The DoLE issued Department Order 107-10 last October 2010 and introduced the Single Entry Approach (SEnA). Since its implementation, DoLE says that they were able to receive 50,577 requests for assistance regarding employer-employee disagreements. From this figure, 24,533 were settled with total monetary benefits amounting to P1,214,920,484.07 covering 36,767 workers.
DoLE also stated before the labor committee hearing that the policy has effectively declogged its quasi-judicial arm and appropriate offices, prevented issues from becoming full-blown labor disputes and greatly reduced the litigiousness of labor conflicts, especially of small money claims.
The conciliation-mediation services are carried out and terminated within the prescribed 30-day period. Meanwhile, Single Entry Approach Desk Officers (SEADOs) were able to settle requests for assistance within an average of 19 days.
Termination or suspension of employment issues, money claims, intra- and inter-union issues, unfair labor practice, and OFW cases can be subjected to conciliation-mediation, according to SENA guidelines.
In his sponsorship speech Sen. Estrada cites, “The advantages of employing conciliation-mediation in resolving disputes, backed by the accomplishments under the SEnA Program, only show that conciliation-mediation is indeed a practical, desirable and promising method of alternative dispute resolution.”
“Conciliation-mediation is also used in full-blown disputes such as actual strikes or lockouts and in disputes that have already been assumed or certified for compulsory arbitration, to exhaust all possible remedies and explore solutions mutually acceptable to both parties,” Sen. Estrada further states.

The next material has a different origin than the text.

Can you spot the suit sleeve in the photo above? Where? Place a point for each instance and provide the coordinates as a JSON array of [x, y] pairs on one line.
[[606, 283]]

Data from the DOLE show that five assumed cases by the Secretary of Labor in 2011 were settled through conciliation, benefitting some 2,201 workers. Since 2010 and up to the end of 2011, a total of 40 cases with petitions for assumption of jurisdiction were settled through marathon conciliation-mediation rendering unnecessary the issuance of assumption orders, providing relief to 3,993 workers.